The way we exploit multiple seed studies for SDR is, we believe, similar to how Lee and Sun used multiple seed studies in their relevance feedback approach to SDR. We concatenate seed studies together such that the resulting representation can be used directly with the existing single-SDR framework. We acknowledge that there may be more sophisticated approaches to exploit multi-SDR. However, we leave this as future work as it is out of the scope for this reproducibility study.

When computing term weights for multi-SDR, we also encountered computational infeasibility for large groups of seed studies. To this end, we randomly under-sampled the number of irrelevant studies to 50 each time we compute $\varphi$ .

2.4.3 Comparing Single-SDR to Multi-SDR

Directly comparing the results of multi-SDR to single-SDR is not possible due to the leave-one-out cross-validation style of evaluation used for single-SDR. To address this, we apply an oracle to identify the most effective single-SDR run out of all the seed studies used for a given multi-SDR run in terms of MAP. We then remove the other seed studies used in the multi-SDR run from the oracle-selected single-SDR run so that both runs share the same number of candidate studies for ranking.

3 Experimental Setup

3.1 Datasets

When the original SDR paper was published, only a single collection with results of baseline method implementations was available. We intend to assess the generalisability of their SDR method on several new collections which have been released since. The collections we consider are:

CLEF TAR 2017 [9]: This is the original dataset that was used to study SDR. We include this dataset to confirm that we achieve the same or similar results as the original paper. This collection includes 50 systematic review topics on diagnostic test accuracy – a type of systematic review that is challenging to create. The 50 topics are split into 20 training topics and 30 testing topics. In our evaluation, we removed topics CD010653, CD010771, CD010386, CD012019, CD011549 as they contained only a single or no relevant studies to use as seed studies. For our experiments using multiple seed studies, we further removed topics CD010860, CD010775, CD010896, CD008643, CD011548, CD010438, CD010633, CD008686 due to low numbers of relevant studies.
CLEF TAR 2018 [11]: This collection adds 30 diagnostic test accuracy systematic reviews as topics to the existing 2017 collection; however, it also removes eight because they are not ‘reliable for training or testing purposes. In total, this collection contains 72 topics.

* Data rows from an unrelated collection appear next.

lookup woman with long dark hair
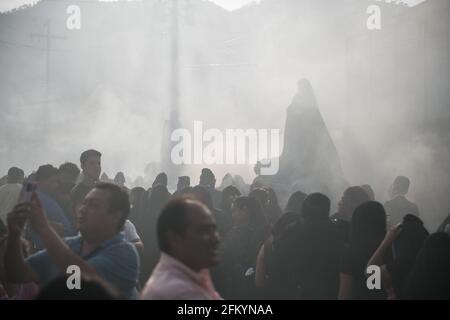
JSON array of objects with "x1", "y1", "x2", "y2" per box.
[{"x1": 339, "y1": 201, "x2": 386, "y2": 300}]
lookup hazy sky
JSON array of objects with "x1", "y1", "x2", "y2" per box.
[{"x1": 0, "y1": 0, "x2": 260, "y2": 12}]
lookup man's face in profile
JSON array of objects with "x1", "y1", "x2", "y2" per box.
[
  {"x1": 182, "y1": 208, "x2": 220, "y2": 270},
  {"x1": 77, "y1": 188, "x2": 118, "y2": 237},
  {"x1": 83, "y1": 156, "x2": 102, "y2": 181}
]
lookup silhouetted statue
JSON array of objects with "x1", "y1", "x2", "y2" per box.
[{"x1": 256, "y1": 79, "x2": 346, "y2": 205}]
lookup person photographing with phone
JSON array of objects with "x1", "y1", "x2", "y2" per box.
[{"x1": 5, "y1": 183, "x2": 139, "y2": 299}]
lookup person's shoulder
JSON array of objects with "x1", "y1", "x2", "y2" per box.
[
  {"x1": 105, "y1": 233, "x2": 138, "y2": 257},
  {"x1": 141, "y1": 270, "x2": 205, "y2": 300}
]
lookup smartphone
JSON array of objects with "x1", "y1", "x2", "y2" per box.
[{"x1": 20, "y1": 181, "x2": 36, "y2": 202}]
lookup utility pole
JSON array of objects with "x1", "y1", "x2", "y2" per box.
[{"x1": 30, "y1": 19, "x2": 67, "y2": 128}]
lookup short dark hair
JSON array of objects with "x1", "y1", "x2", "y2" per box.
[
  {"x1": 156, "y1": 198, "x2": 209, "y2": 253},
  {"x1": 80, "y1": 149, "x2": 102, "y2": 165},
  {"x1": 7, "y1": 167, "x2": 25, "y2": 183},
  {"x1": 200, "y1": 168, "x2": 216, "y2": 184},
  {"x1": 58, "y1": 162, "x2": 80, "y2": 178},
  {"x1": 36, "y1": 164, "x2": 58, "y2": 181},
  {"x1": 301, "y1": 192, "x2": 330, "y2": 220},
  {"x1": 95, "y1": 182, "x2": 130, "y2": 230}
]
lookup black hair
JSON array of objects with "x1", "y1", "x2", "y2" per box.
[
  {"x1": 36, "y1": 164, "x2": 58, "y2": 181},
  {"x1": 80, "y1": 149, "x2": 102, "y2": 165},
  {"x1": 58, "y1": 162, "x2": 80, "y2": 179},
  {"x1": 7, "y1": 167, "x2": 25, "y2": 183},
  {"x1": 156, "y1": 198, "x2": 208, "y2": 253},
  {"x1": 95, "y1": 182, "x2": 130, "y2": 230},
  {"x1": 301, "y1": 193, "x2": 330, "y2": 220}
]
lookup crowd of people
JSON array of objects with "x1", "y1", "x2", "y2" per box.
[{"x1": 0, "y1": 150, "x2": 450, "y2": 300}]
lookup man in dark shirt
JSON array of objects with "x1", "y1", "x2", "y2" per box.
[
  {"x1": 384, "y1": 176, "x2": 419, "y2": 227},
  {"x1": 269, "y1": 193, "x2": 344, "y2": 300},
  {"x1": 70, "y1": 149, "x2": 102, "y2": 228},
  {"x1": 5, "y1": 183, "x2": 139, "y2": 299}
]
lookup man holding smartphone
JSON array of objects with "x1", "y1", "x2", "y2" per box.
[{"x1": 5, "y1": 183, "x2": 139, "y2": 299}]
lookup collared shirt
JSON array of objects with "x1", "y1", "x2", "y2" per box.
[
  {"x1": 141, "y1": 253, "x2": 222, "y2": 300},
  {"x1": 26, "y1": 233, "x2": 139, "y2": 299},
  {"x1": 0, "y1": 183, "x2": 22, "y2": 224}
]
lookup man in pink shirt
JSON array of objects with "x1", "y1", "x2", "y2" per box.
[{"x1": 141, "y1": 199, "x2": 222, "y2": 300}]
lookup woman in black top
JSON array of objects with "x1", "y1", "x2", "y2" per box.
[{"x1": 339, "y1": 201, "x2": 386, "y2": 300}]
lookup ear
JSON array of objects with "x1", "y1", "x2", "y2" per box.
[
  {"x1": 111, "y1": 210, "x2": 122, "y2": 226},
  {"x1": 167, "y1": 231, "x2": 183, "y2": 249}
]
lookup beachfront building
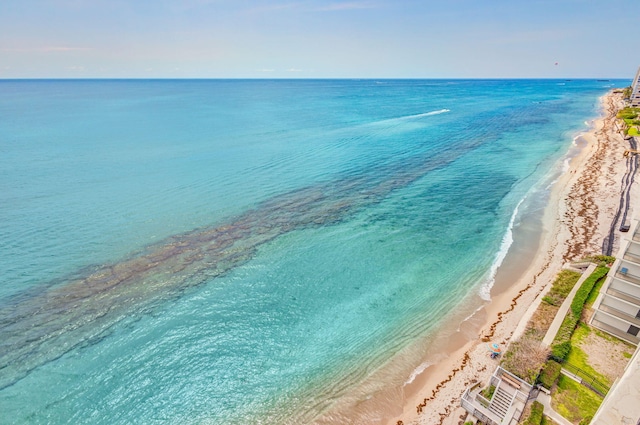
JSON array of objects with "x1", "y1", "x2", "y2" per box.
[
  {"x1": 589, "y1": 220, "x2": 640, "y2": 346},
  {"x1": 591, "y1": 347, "x2": 640, "y2": 425},
  {"x1": 461, "y1": 366, "x2": 533, "y2": 425},
  {"x1": 629, "y1": 68, "x2": 640, "y2": 108}
]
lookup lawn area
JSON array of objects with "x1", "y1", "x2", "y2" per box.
[
  {"x1": 551, "y1": 375, "x2": 602, "y2": 424},
  {"x1": 567, "y1": 323, "x2": 612, "y2": 386}
]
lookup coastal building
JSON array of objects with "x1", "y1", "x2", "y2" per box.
[
  {"x1": 629, "y1": 68, "x2": 640, "y2": 108},
  {"x1": 589, "y1": 220, "x2": 640, "y2": 346},
  {"x1": 461, "y1": 366, "x2": 533, "y2": 425}
]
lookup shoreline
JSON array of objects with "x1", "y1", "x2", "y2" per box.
[{"x1": 382, "y1": 91, "x2": 638, "y2": 425}]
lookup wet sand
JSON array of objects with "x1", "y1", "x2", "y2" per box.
[{"x1": 383, "y1": 92, "x2": 640, "y2": 425}]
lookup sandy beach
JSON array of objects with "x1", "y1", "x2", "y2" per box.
[{"x1": 387, "y1": 92, "x2": 639, "y2": 425}]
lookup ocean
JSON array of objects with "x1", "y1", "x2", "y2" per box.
[{"x1": 0, "y1": 80, "x2": 628, "y2": 424}]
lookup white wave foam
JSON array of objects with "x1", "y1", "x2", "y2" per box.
[
  {"x1": 404, "y1": 362, "x2": 433, "y2": 385},
  {"x1": 480, "y1": 197, "x2": 526, "y2": 301},
  {"x1": 398, "y1": 109, "x2": 451, "y2": 120}
]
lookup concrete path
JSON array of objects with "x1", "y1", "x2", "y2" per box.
[
  {"x1": 536, "y1": 391, "x2": 573, "y2": 425},
  {"x1": 542, "y1": 263, "x2": 597, "y2": 347}
]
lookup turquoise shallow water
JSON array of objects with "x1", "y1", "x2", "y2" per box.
[{"x1": 0, "y1": 80, "x2": 626, "y2": 424}]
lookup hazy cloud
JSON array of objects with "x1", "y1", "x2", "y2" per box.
[{"x1": 317, "y1": 1, "x2": 378, "y2": 12}]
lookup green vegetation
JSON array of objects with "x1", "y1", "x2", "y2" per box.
[
  {"x1": 567, "y1": 323, "x2": 611, "y2": 386},
  {"x1": 522, "y1": 401, "x2": 544, "y2": 425},
  {"x1": 571, "y1": 266, "x2": 609, "y2": 319},
  {"x1": 617, "y1": 106, "x2": 640, "y2": 120},
  {"x1": 551, "y1": 266, "x2": 609, "y2": 363},
  {"x1": 538, "y1": 360, "x2": 562, "y2": 390},
  {"x1": 552, "y1": 375, "x2": 602, "y2": 423},
  {"x1": 584, "y1": 255, "x2": 616, "y2": 266},
  {"x1": 500, "y1": 335, "x2": 549, "y2": 384},
  {"x1": 542, "y1": 270, "x2": 582, "y2": 306},
  {"x1": 480, "y1": 385, "x2": 496, "y2": 400},
  {"x1": 538, "y1": 360, "x2": 562, "y2": 390},
  {"x1": 617, "y1": 107, "x2": 640, "y2": 136}
]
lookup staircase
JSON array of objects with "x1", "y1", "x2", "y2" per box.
[{"x1": 489, "y1": 385, "x2": 513, "y2": 419}]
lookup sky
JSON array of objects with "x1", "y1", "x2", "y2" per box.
[{"x1": 0, "y1": 0, "x2": 640, "y2": 79}]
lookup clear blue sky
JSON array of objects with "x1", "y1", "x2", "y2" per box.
[{"x1": 0, "y1": 0, "x2": 640, "y2": 79}]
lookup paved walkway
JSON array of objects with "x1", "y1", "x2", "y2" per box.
[
  {"x1": 536, "y1": 391, "x2": 573, "y2": 425},
  {"x1": 542, "y1": 263, "x2": 597, "y2": 347}
]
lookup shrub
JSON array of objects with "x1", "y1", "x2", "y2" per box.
[
  {"x1": 538, "y1": 360, "x2": 562, "y2": 390},
  {"x1": 585, "y1": 254, "x2": 616, "y2": 266},
  {"x1": 551, "y1": 341, "x2": 571, "y2": 362},
  {"x1": 481, "y1": 385, "x2": 496, "y2": 400},
  {"x1": 502, "y1": 335, "x2": 549, "y2": 384},
  {"x1": 571, "y1": 266, "x2": 609, "y2": 319},
  {"x1": 543, "y1": 270, "x2": 581, "y2": 306},
  {"x1": 524, "y1": 401, "x2": 544, "y2": 425}
]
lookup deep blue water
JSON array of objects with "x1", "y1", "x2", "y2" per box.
[{"x1": 0, "y1": 80, "x2": 627, "y2": 424}]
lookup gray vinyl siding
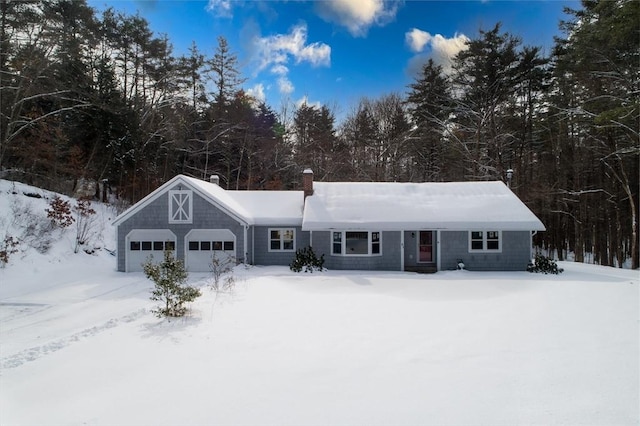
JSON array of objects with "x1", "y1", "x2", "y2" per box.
[
  {"x1": 312, "y1": 229, "x2": 401, "y2": 271},
  {"x1": 440, "y1": 231, "x2": 531, "y2": 271},
  {"x1": 116, "y1": 185, "x2": 246, "y2": 271},
  {"x1": 249, "y1": 225, "x2": 309, "y2": 266}
]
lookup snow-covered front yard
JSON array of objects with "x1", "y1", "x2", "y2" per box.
[{"x1": 0, "y1": 181, "x2": 640, "y2": 426}]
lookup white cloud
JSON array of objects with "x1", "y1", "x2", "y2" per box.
[
  {"x1": 278, "y1": 76, "x2": 295, "y2": 95},
  {"x1": 247, "y1": 83, "x2": 267, "y2": 102},
  {"x1": 405, "y1": 28, "x2": 431, "y2": 53},
  {"x1": 254, "y1": 24, "x2": 331, "y2": 70},
  {"x1": 251, "y1": 24, "x2": 331, "y2": 95},
  {"x1": 316, "y1": 0, "x2": 398, "y2": 37},
  {"x1": 206, "y1": 0, "x2": 233, "y2": 18},
  {"x1": 295, "y1": 95, "x2": 322, "y2": 109},
  {"x1": 405, "y1": 28, "x2": 469, "y2": 73},
  {"x1": 271, "y1": 64, "x2": 289, "y2": 75}
]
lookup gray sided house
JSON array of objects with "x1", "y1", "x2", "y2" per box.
[{"x1": 114, "y1": 170, "x2": 545, "y2": 272}]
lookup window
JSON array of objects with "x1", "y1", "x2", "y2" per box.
[
  {"x1": 332, "y1": 232, "x2": 342, "y2": 254},
  {"x1": 269, "y1": 228, "x2": 296, "y2": 251},
  {"x1": 345, "y1": 232, "x2": 369, "y2": 254},
  {"x1": 469, "y1": 231, "x2": 502, "y2": 252},
  {"x1": 371, "y1": 232, "x2": 380, "y2": 254},
  {"x1": 169, "y1": 190, "x2": 193, "y2": 223},
  {"x1": 331, "y1": 231, "x2": 382, "y2": 256}
]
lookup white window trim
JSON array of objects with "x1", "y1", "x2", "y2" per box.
[
  {"x1": 469, "y1": 229, "x2": 503, "y2": 253},
  {"x1": 169, "y1": 189, "x2": 193, "y2": 223},
  {"x1": 267, "y1": 228, "x2": 296, "y2": 253},
  {"x1": 329, "y1": 229, "x2": 382, "y2": 257}
]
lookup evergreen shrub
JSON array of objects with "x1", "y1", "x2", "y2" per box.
[
  {"x1": 289, "y1": 246, "x2": 324, "y2": 273},
  {"x1": 142, "y1": 250, "x2": 201, "y2": 318},
  {"x1": 527, "y1": 253, "x2": 564, "y2": 275}
]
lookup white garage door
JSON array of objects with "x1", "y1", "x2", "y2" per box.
[
  {"x1": 126, "y1": 229, "x2": 176, "y2": 272},
  {"x1": 185, "y1": 229, "x2": 236, "y2": 272}
]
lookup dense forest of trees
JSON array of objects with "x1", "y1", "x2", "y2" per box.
[{"x1": 0, "y1": 0, "x2": 640, "y2": 268}]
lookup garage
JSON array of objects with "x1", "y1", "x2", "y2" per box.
[
  {"x1": 126, "y1": 229, "x2": 176, "y2": 272},
  {"x1": 185, "y1": 229, "x2": 236, "y2": 272}
]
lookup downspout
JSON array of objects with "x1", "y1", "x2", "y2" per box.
[
  {"x1": 400, "y1": 231, "x2": 404, "y2": 271},
  {"x1": 529, "y1": 231, "x2": 538, "y2": 260},
  {"x1": 436, "y1": 229, "x2": 442, "y2": 271},
  {"x1": 243, "y1": 225, "x2": 249, "y2": 265}
]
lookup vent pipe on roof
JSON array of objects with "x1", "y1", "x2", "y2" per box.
[
  {"x1": 302, "y1": 169, "x2": 313, "y2": 198},
  {"x1": 507, "y1": 169, "x2": 513, "y2": 188}
]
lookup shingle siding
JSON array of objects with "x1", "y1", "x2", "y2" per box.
[
  {"x1": 440, "y1": 231, "x2": 531, "y2": 271},
  {"x1": 117, "y1": 185, "x2": 246, "y2": 271}
]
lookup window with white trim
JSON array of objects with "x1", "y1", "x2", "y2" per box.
[
  {"x1": 269, "y1": 228, "x2": 296, "y2": 251},
  {"x1": 469, "y1": 231, "x2": 502, "y2": 252},
  {"x1": 169, "y1": 190, "x2": 193, "y2": 223},
  {"x1": 331, "y1": 231, "x2": 382, "y2": 256}
]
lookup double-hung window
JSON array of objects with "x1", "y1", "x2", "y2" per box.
[
  {"x1": 269, "y1": 228, "x2": 296, "y2": 251},
  {"x1": 469, "y1": 231, "x2": 502, "y2": 252},
  {"x1": 331, "y1": 231, "x2": 382, "y2": 256}
]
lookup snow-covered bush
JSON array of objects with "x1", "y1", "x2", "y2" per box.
[
  {"x1": 9, "y1": 198, "x2": 51, "y2": 254},
  {"x1": 73, "y1": 198, "x2": 96, "y2": 253},
  {"x1": 0, "y1": 235, "x2": 20, "y2": 268},
  {"x1": 527, "y1": 253, "x2": 564, "y2": 275},
  {"x1": 45, "y1": 195, "x2": 75, "y2": 228},
  {"x1": 209, "y1": 252, "x2": 236, "y2": 291},
  {"x1": 142, "y1": 250, "x2": 201, "y2": 318},
  {"x1": 289, "y1": 246, "x2": 324, "y2": 272}
]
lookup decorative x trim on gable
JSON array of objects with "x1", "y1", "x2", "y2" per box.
[{"x1": 169, "y1": 190, "x2": 193, "y2": 223}]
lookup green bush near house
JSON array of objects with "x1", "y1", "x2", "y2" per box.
[{"x1": 289, "y1": 246, "x2": 324, "y2": 272}]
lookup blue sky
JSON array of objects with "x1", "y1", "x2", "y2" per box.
[{"x1": 88, "y1": 0, "x2": 579, "y2": 116}]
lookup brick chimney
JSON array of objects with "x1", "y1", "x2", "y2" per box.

Our evaluation only used 30 additional reviews of the 2018 dataset and removed topics CD012216, CD009263, CD011515, CD011602, and CD010680 as they contained only a single or no relevant studies to use as seed studies. We also removed topic CD009263 because we ran into memory issues when running experiments on this topic due to many candidate documents (approx. 80,000). For our experiments using multiple seed studies, we removed topics CD012083, CD012009, CD010864, CD011686, CD011420 due to low numbers of relevant studies.
CLEF TAR 2019 [10]: This collection further develops on the previous years’ by also including systematic reviews of different types. From this collection, we use the 38 systematic reviews of interventions (i.e., a different type of diagnostic test accuracy).²²2Although the overview paper claims there are 40 interventions topics, there are two topics that appear in both training and testing splits. However, like the previous datasets, we ignore these splits and combine the training and testing splits. We use this collection to study the generalisability of SDR on other kinds of systematic reviews. In our evaluation, we removed topics CD010019, CD012342, CD011140, CD012120, CD012521 as they contained only a single or no relevant studies to use as seed studies. For our experiments using multiple seed studies, we further removed topics CD011380, CD012521, CD009069, CD012164, CD007868, CD005253, CD012455 due to low numbers of relevant studies.

3.2 Baselines

The baselines in the original paper included the best performing method from the CLEF TAR 2017 participants, several seed-study-based methods, and variations of the scoring function used by SDR. For our experiments, we compare our reproduction of SDR to all of the original baselines that we have also reproduced from the original paper.The baselines in the original paper include: BM25-{BOW,BOC}, QLM-{BOW,BOC}, SDR-{BOW,BOC}, and AES-{BOW,BOC}. The last method, AES, is an embedding-based method that averages the embeddings for all terms in the seed studies. The AES method uses pre-trained word2vec embeddings using PubMed and Wikipedia (as specified in the original paper). We also include a variation that uses only PubMed embeddings (AES-P). Finally, we also include the linear interpolation between SDR and AES, using the same parameter as the original paper ( $\alpha=0.3$ ). We use the same versions of the pre-trained embeddings as the original paper.

3.3 Evaluation Measures

For comparison to the original paper, we use the same evaluation measures. These include MAP, precision@k, recall@k, LastRel%, and Work Saved over Sampling (WSS). LastRel is a measure introduced at CLEF TAR’17 [9]. It is calculated as the rank position of the last relevant document. LastRel% is the normalised percentage of studies that must be screened in order to obtain all relevant studies. Work Saved Over Sampling; a measure initially proposed to measure classification effectiveness [7], is calculated instead here, by computing the fraction of studies that can be removed from screening to obtain all relevant documents; i.e., $\text{WSS}=\frac{|C|-\text{LastRel}}{|C|}$ . Where $C$ is the number of studies originally retrieved (i.e., the candidate set for re-ranking). For precision@k and recall@k, we report much deeper levels of $k$ : the original paper reported $k=\{10,20,30\}$ ; where we report $k=\{10,100,1000\}$ . Furthermore, we also report nDCG at these k-values, as it provides additional information about relevant study rank positions. We compute LastRel% and WSS using the scripts used in CLEF TAR 2017. For all other evaluation measures we use trec_eval (version 9.0.7).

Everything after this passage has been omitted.